No passado, a Bahia dominou a política, a economia, a academia.br; no presente, ainda é proprietária das mais sagradas tradições culturais do país e o locus do seu mais valioso património arquitectónico – razões pelas quais atrai multidões de turistas do mundo inteiro. O que é ainda mais significativo é que estas tradições – restos do seu passado de centralidade – permitem-lhe continuar a produzir multidões de pensadores e artistas do mais alto nível nacional e internacional. Mas os centros de decisão económica e financeira moveram-se para o Sul; o centro de decisão política moveu-se para Brasília; e o magnífico Estado da Bahia moveu-se irremediavelmente para a periferia do país – deixando a sua mulherada muito mal vestida.

Em inícios na década de 1960, quando a minha mãe foi estudar para Lisboa, o Porto Grande do Mindelo já se encontrava em franca decadência; ainda assim ela sentiu-se, disse-me, à frente das suas colegas.pt no que tocava música, literatura e moda. A informação vinda das grandes potências culturais Europeias e Americanas ainda era um dos bens de permuta em São Vicente – e circulava com relativa facilidade pela sociedade. A existência de capital comercial nativo à cidade, de uma indústria emergente, de um proletariado portuário independentemente assalariado e das instituições académicas mais avançadas do país tinham alimentado uma produção cultural autóctone notável, que nos dava ares de uma centralidade relativa. Já a sociedade Lisboeta – tacanha sob o isolamento de um Estado Novo moribundo – padecia de um provincianismo fulminante, mesmo sendo a metrópole da qual dependíamos. 

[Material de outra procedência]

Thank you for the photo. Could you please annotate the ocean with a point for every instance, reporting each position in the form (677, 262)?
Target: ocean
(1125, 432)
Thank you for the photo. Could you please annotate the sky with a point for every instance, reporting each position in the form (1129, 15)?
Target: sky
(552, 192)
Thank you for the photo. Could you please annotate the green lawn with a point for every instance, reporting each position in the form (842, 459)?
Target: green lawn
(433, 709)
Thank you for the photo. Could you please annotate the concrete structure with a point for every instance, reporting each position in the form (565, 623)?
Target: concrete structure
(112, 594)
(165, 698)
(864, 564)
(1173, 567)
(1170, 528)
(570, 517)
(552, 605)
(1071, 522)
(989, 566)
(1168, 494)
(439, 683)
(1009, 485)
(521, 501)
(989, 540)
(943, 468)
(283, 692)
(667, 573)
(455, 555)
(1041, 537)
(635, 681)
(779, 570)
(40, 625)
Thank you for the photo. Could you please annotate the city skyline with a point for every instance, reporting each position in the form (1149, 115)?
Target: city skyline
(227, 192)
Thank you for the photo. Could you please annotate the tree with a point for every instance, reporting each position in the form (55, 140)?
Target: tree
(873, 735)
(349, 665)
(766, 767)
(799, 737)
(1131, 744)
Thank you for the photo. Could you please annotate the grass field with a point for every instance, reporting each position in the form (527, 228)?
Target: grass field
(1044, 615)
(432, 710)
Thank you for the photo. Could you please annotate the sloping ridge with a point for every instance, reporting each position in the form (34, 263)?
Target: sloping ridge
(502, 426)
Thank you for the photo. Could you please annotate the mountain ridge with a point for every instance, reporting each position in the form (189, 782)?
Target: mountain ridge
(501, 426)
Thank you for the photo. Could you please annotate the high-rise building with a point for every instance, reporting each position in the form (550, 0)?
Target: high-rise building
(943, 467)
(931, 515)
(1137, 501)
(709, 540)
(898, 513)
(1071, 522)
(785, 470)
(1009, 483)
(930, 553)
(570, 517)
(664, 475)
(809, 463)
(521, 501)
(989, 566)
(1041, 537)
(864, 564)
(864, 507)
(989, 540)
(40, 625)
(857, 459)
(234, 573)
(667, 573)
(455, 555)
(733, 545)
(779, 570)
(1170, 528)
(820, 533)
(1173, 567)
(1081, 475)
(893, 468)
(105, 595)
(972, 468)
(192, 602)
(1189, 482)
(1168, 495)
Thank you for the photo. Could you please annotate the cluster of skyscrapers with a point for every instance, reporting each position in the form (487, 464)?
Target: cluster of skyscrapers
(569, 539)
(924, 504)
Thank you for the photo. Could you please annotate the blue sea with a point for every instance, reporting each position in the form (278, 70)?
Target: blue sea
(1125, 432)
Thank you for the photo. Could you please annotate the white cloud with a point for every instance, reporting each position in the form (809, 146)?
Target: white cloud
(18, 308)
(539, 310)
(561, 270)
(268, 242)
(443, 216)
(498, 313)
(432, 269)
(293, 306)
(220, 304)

Em 2019, o Mindelo ainda é a mais bela cidade.cv; continua a produzir artistas e pensadores notáveis, e a exportá-los para o resto do país; e atrai cada vez mais turistas para a sua Baía, seus festivais e Carnavais. Mas o Nordeste do Brasil é a prova de que a tradição e o trânsito turístico não bastam para arrancar uma região da periferia económica – e muito menos política. O que dá centralidade a um local  é capital, autonomia de decisão – e a resultante capacidade de produção e retenção de elites económicas e culturais. São Vicente fica no Noroeste geográfico do país; mas ao longo das últimas décadas, transformou-se no seu Nordeste económico e cultural; num Nordeste simbólico.

No período colonial, o centro administrativo do território.cv ficava na cidade da Praia, o seu centro logístico e comercial ficava no Mindelo, e toda a província dependia igualmente da Metrópole. Com a Independência, tudo mudou: o poder decisório da nação agora soberana foi apropriado pela cidade da Praia, à revelia de todas as outras localidades do país – que se constituíram doravante em províncias da Capital. Porquê, por maldade? Não; por necessidade organizativa.

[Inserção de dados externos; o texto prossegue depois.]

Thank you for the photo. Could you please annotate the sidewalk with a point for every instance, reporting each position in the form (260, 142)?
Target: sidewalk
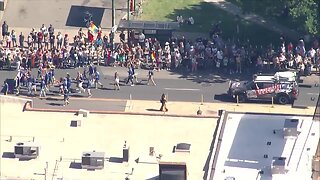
(273, 26)
(188, 109)
(72, 31)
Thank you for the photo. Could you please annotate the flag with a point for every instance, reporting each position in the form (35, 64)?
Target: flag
(153, 55)
(93, 28)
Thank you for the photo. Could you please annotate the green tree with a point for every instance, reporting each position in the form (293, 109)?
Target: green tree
(306, 12)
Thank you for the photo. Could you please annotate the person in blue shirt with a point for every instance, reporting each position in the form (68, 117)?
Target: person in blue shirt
(5, 88)
(97, 80)
(130, 76)
(68, 82)
(42, 88)
(65, 96)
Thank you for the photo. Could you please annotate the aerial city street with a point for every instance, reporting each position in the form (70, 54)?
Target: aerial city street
(85, 82)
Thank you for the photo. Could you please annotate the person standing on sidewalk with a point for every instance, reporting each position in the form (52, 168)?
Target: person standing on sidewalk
(150, 77)
(14, 38)
(130, 76)
(21, 40)
(5, 29)
(163, 102)
(88, 88)
(43, 88)
(80, 82)
(97, 80)
(5, 88)
(65, 96)
(116, 81)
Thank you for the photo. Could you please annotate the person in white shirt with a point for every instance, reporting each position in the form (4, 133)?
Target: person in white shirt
(191, 20)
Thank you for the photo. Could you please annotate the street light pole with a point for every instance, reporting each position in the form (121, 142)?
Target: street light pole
(113, 14)
(128, 16)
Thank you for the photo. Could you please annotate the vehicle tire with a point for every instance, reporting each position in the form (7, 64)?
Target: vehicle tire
(242, 98)
(283, 99)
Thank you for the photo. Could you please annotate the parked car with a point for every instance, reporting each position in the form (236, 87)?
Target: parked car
(282, 89)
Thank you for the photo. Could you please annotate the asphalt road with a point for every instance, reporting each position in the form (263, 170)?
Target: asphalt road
(177, 85)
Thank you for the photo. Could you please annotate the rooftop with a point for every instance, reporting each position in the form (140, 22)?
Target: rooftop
(251, 142)
(62, 145)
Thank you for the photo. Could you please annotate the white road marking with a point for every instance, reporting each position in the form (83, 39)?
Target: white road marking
(181, 89)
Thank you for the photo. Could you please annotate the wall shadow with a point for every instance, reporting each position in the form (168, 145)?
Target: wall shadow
(77, 14)
(75, 165)
(250, 143)
(9, 155)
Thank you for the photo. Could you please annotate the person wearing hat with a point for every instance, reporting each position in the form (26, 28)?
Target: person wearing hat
(59, 40)
(163, 101)
(5, 88)
(150, 77)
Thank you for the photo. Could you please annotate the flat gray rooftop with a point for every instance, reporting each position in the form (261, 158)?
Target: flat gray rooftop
(102, 133)
(247, 138)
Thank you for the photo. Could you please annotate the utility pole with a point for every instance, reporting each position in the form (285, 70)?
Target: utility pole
(113, 14)
(128, 17)
(112, 24)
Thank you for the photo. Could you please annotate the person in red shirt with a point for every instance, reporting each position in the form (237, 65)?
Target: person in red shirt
(290, 48)
(90, 37)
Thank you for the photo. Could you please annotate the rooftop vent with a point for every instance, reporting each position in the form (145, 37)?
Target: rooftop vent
(26, 150)
(278, 165)
(92, 160)
(290, 128)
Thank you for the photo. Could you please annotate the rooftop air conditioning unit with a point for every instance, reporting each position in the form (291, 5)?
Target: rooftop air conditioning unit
(278, 165)
(182, 147)
(28, 150)
(92, 160)
(290, 128)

A Independência Nacional trouxe consigo uma transformação radical no desenho económico do país: a economia de Santiago deixou de ser agrária, a de São Vicente deixou de ser portuária, e todo o país passou a subsistir largamente da reciclagem de ajudas internacionais. Ora bem: se ajuda pública é o que sustenta a economia; e se a sua captação, contabilização e redistribuição é a principal atividade política… é óbvio que a capital do país – que centraliza, por definição, a atividade política – centralizará por acumulação o grosso da atividade económica.  

Com o passar do tempo, esta centralização originada na necessidade transformou-se numa cultura organizativa arreigada. Apesar dos discursos em contrário, o Estado.cv acabou por assumir plenamente que o poder governativo assenta na capacidade política de captação de ajudas. Sendo assim, o poder político passou a encarar toda a iniciativa privada de sucesso como uma ameaça à sua consolidação. Pois, se alguém não depende de um salário do Estado, esse alguém é independente em tudo o mais. E se o seu empreendimento cresce a ponto de empregar mais alguéns, aí então torna-se numa ameaça eleitoral; num alvo político a abater.

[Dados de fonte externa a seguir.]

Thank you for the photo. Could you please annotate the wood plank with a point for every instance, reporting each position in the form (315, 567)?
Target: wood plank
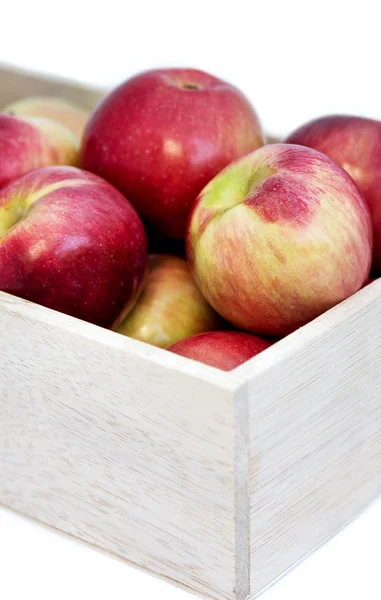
(315, 435)
(16, 84)
(121, 451)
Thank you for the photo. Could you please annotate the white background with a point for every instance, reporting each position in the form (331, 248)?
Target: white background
(295, 60)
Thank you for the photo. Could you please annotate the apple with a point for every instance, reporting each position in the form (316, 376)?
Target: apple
(279, 237)
(222, 349)
(57, 109)
(162, 135)
(170, 307)
(33, 142)
(73, 243)
(354, 143)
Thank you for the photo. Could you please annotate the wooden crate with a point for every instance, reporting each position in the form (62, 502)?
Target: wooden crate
(220, 482)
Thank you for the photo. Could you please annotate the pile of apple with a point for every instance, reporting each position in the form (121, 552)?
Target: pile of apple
(167, 218)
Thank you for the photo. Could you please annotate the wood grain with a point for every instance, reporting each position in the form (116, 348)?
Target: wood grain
(220, 482)
(125, 453)
(16, 84)
(315, 435)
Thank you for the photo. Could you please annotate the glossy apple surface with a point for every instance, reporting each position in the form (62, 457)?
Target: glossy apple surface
(225, 350)
(354, 143)
(30, 143)
(72, 242)
(279, 237)
(170, 307)
(162, 135)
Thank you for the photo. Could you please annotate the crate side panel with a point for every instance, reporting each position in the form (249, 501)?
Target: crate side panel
(315, 441)
(131, 456)
(16, 84)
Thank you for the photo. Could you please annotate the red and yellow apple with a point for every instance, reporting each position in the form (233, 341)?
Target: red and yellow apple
(354, 143)
(170, 307)
(33, 142)
(279, 237)
(71, 242)
(57, 109)
(225, 350)
(162, 135)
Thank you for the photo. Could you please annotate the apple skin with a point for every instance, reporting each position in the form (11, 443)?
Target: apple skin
(279, 237)
(30, 143)
(160, 143)
(70, 115)
(354, 143)
(170, 307)
(224, 350)
(73, 243)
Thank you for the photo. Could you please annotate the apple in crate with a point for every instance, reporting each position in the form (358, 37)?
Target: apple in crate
(354, 143)
(279, 237)
(170, 307)
(33, 142)
(72, 242)
(222, 349)
(162, 135)
(57, 109)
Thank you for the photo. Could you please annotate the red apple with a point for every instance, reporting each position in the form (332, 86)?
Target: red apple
(72, 242)
(353, 143)
(162, 135)
(57, 109)
(170, 307)
(222, 349)
(30, 143)
(279, 237)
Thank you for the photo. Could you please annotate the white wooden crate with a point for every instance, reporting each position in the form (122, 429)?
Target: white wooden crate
(220, 482)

São Vicente sofre de forma exacerbada sob esta filosofia de governação porque deve a sua própria génese no investimento privado estrangeiro e na iniciativa privada nacional. Foi este o regime económico que formatou a sua sociedade e lhe impôs urbanidade. Mas a centralização agressiva, pelos sucessivos Governos.cv, do poder político e económico na cidade da Praia, destituiu progressivamente o Mindelo do seu capital financeiro, social  e intelectual. O resultado? A sua transmutação em periferia nacional.

Esta realização não é novidade. Há muito que eu e muitos outros alertamos para a marginalização política e económica.sv. O estado é de emergência e isso é evidente pelas estatísticas e pela experiência dos seus cidadãos; mas nada me fez sentir essa decadência na pele como as roupas, os sapatos e a generalidade da interface brega da mulherada nessa noite de sexta-feira. Por vezes, apareceram-me uma ou outra das garinas estilosas que foram sempre a marca da mulher.sv; mas não eram, como em outros tempos, a norma; e a verdade é que perdiam em urbanidade para as mulheres da Praia.

Pudera. A cidade da Praia não passa de uma periferia mundial; mas se um operador turístico quiser fazer um investimento no Sal, tem que processá-lo na Praia; se uma empresa.sv tem uma questão a resolver com as Finanças, é obrigada a deslocar-se à Praia. É na Praia que se encontram todas as instâncias de decisão política e económica – inclusive  as do poder municipal, que é financiado e gerido a partir de interesses partidários sedeados na Capital. Ou seja, a Praia centraliza quase todas as instituições capazes de empregar jovens executivas,  remunerá-las generosamente e ainda enviá-las em missões de serviço a Portugal, Espanha, Brasil e EUA – onde podem observar o que há de mais radical na moda internacional e adquiri-lo com Euros, Dólares e Reais retirados às generosas ajudas de custo. Naturalmente, quando essas mulheres saem na night, espalham moda por todo o lado.

Já as suas comparsas Mindelenses raramente têm a oportunidade de viajar para os ambientes sofisticados das conferências em Paris, com hotel cinco estrelas, ajudas de custo e visitas guiadas pela cidade. Quando viajam, é por conta própria; fazem-no uma vez por ano, com muita sorte; hospedam-se em casas de família; não vão a conferências nenhumas; fazem as suas compras sem ajudas de custo; e regressam algumas semanas depois a uma cidade onde NADA é decidido. Lixado.

E digo isto da elite; porque a mulher popular.sv encontra-se num patamar ainda mais removido da periferia nacional. O seu problema não é  a baixa qualidade de tecidos e acessórios; é a impossibilidade de encontrar um emprego que lhe permita viajar UMA vez sequer por conta própria; é a carência de cuidados de saúde e proteção social; é a carência de nutrição adequada; é a carência de oportunidades de educação e mobilidade para os seus filhos. E essas carências estão todas manifestas na sua pele cansada, nos seus dentes cariados e nas expressões endurecidas por uma vida de escolhas difíceis. Ou ausência delas.